We had a conversation about this very study last weekend, but I didn't realize that the videos would be absolutely hysterical to watch. Children communing with food! I love it.


Has anyone tried this experiment in a room with any non-marshmallow stimuli? Cause to me, these kids just look BORED as HELL.


I am actually quite impressed with these kids' ability to delay gratification of that marshmallow! Where's the pay off?! I want to see the moment that resistance becomes futile ...

I couldn't last that long. True facts. (and yes I know that inability to delay gratification is supposedly associated with lower intelligence :'(


@redheadedandcrazy The longer you hold out, the more marshmallows you get! My mother tested me when I was three or four (call social services?) and I held out, but only because of the prospect of MORE MARSHMALLOWS. I was an exceptionally greedy child.


@sonambula haha I'm not THAT unintelligent! I understand that the whole point is, if you can delay gratification, you get MORE gratification!

Some people (me) still struggle with it :P


I wonder how well the experiment would work with less greedy children though? I remember watching a tiny French child at the airport - her parents handed her an enormous bag of chocolate biscuits, she took two then handed it back. Which would never have happened with any kids I knew. There would have been a flurry of crumbs and then a slightly ashamed looking, chocolate covered child..

(Didn't mean to suggest you were unintelligent! Internet fail.)

Nicole Cliffe

My parents held successful Quiet Contests in the car until I was about 12. Some kids are just more pliable than others.


@Nicole Cliffe
My brother always got me with that. You dont know how disappointed I was when I found out what he was doing. As a kid allergic to sports I was so excited to find a game I could finally WIN!


Well, this ties in well/worryingly with a recent study showing that children who watched a fast-paced cartoon (they used SpongeBob) were less able to delay gratification than children who watched a slow-paced educational cartoon or no tv at all.
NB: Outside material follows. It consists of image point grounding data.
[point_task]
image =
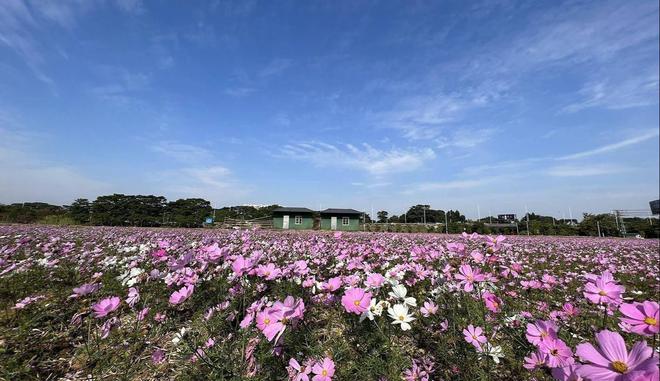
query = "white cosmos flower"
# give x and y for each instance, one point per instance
(399, 292)
(495, 352)
(399, 315)
(375, 309)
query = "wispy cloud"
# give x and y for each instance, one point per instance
(446, 185)
(275, 67)
(363, 157)
(119, 86)
(584, 170)
(464, 138)
(240, 92)
(643, 136)
(182, 152)
(24, 174)
(633, 91)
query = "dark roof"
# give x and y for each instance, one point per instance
(340, 211)
(292, 210)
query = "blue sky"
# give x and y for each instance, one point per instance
(482, 105)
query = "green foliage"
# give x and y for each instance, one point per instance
(128, 210)
(29, 212)
(79, 211)
(189, 212)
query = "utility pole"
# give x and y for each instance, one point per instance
(527, 214)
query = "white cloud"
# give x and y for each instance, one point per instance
(25, 176)
(240, 92)
(447, 185)
(182, 152)
(584, 170)
(464, 138)
(635, 91)
(643, 136)
(275, 67)
(363, 158)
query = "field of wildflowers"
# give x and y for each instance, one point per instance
(128, 303)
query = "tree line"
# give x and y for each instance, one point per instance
(150, 210)
(113, 210)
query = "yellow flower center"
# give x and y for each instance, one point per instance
(620, 367)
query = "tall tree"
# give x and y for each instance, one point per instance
(189, 212)
(79, 210)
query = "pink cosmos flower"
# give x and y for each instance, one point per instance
(429, 309)
(269, 321)
(133, 296)
(493, 303)
(291, 308)
(269, 271)
(566, 373)
(299, 372)
(240, 265)
(558, 353)
(180, 296)
(323, 370)
(85, 289)
(332, 284)
(143, 313)
(495, 244)
(468, 276)
(540, 331)
(106, 306)
(641, 318)
(603, 290)
(158, 356)
(356, 300)
(570, 310)
(612, 362)
(535, 360)
(374, 280)
(475, 336)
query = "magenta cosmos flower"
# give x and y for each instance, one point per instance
(106, 306)
(180, 296)
(474, 336)
(603, 290)
(558, 353)
(467, 276)
(356, 300)
(540, 331)
(85, 289)
(612, 362)
(642, 318)
(269, 321)
(323, 370)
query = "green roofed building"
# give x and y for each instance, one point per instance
(340, 219)
(293, 218)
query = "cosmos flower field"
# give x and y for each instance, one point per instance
(136, 304)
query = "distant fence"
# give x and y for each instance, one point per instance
(261, 223)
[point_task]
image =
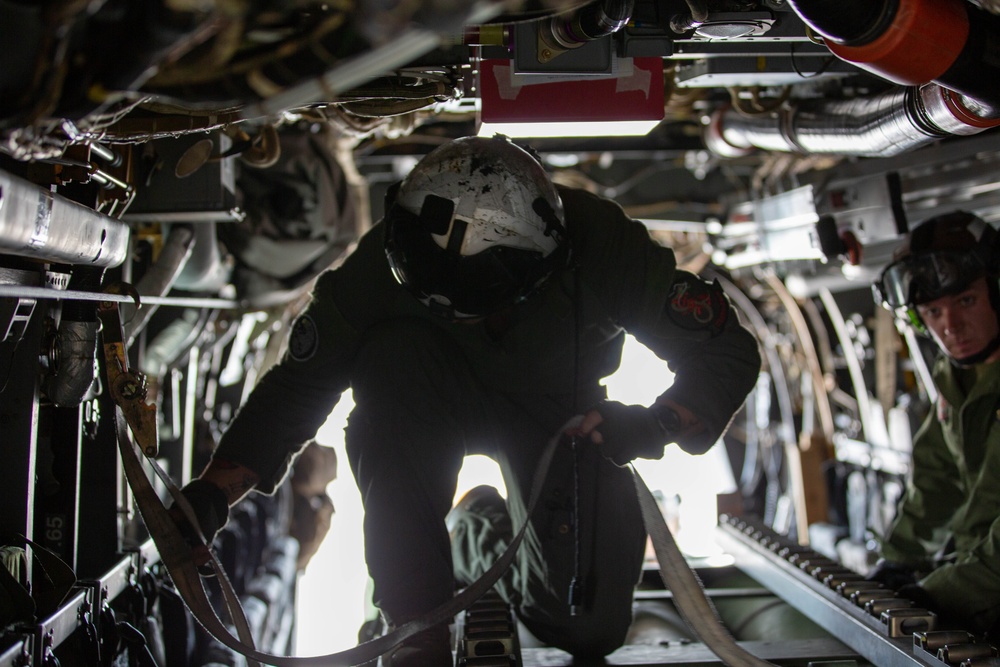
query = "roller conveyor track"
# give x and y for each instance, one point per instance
(871, 619)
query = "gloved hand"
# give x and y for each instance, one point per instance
(891, 574)
(210, 507)
(918, 594)
(629, 432)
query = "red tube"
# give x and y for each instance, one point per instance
(923, 41)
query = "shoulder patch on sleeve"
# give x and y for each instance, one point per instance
(304, 339)
(697, 305)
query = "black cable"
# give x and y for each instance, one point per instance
(575, 599)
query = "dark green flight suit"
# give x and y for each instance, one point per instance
(429, 391)
(954, 495)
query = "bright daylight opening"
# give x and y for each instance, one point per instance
(333, 591)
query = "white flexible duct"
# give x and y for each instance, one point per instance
(882, 126)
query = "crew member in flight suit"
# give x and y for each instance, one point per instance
(478, 317)
(943, 549)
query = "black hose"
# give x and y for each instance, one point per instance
(851, 22)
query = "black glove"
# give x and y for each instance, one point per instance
(918, 594)
(892, 575)
(631, 431)
(210, 507)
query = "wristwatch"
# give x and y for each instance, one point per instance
(668, 419)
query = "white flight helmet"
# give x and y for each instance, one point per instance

Weird coincidence: last week I had to write a memo about these experiments, so obviously I spent the afternoon watching these videos. For research!

I think this one is the most adorable because for some reason some of the kids are inexplicably wearing costumes: http://youtu.be/Yo4WF3cSd9Q


@jam I swear it must have been in the atmosphere; I was just telling my boss about this study last week.


But, like...what about kids who don't like marshmallows?!?


THE AGONY. add this to my list of things to try on my small sisters.


They'd have waited all day for me to go for the first marshmallow. And then had to pay me to eat the second one. Never liked sweets as a child. Now if it'd been a kosher pickle... No seriously, I remember I used to beg cheez doodles off classmates in the lunchroom, but me, see, I'd make one cheez doodle last forever. I'd nibble on it taking the teensiest bites. Really. That's how much self-control I had. And that's why I'm a gazillionaire! uh... wait...


Ha! This study was done by Walter Mischel, and I totally took a class with him at Columbia. One of the most boring lectures of my college career, but the dude is kind of a legend. And kind of an awesome curmudgeonly old dude. Who talks about this study ALL THE TIME 'cause it obviously made him famous in the psych world.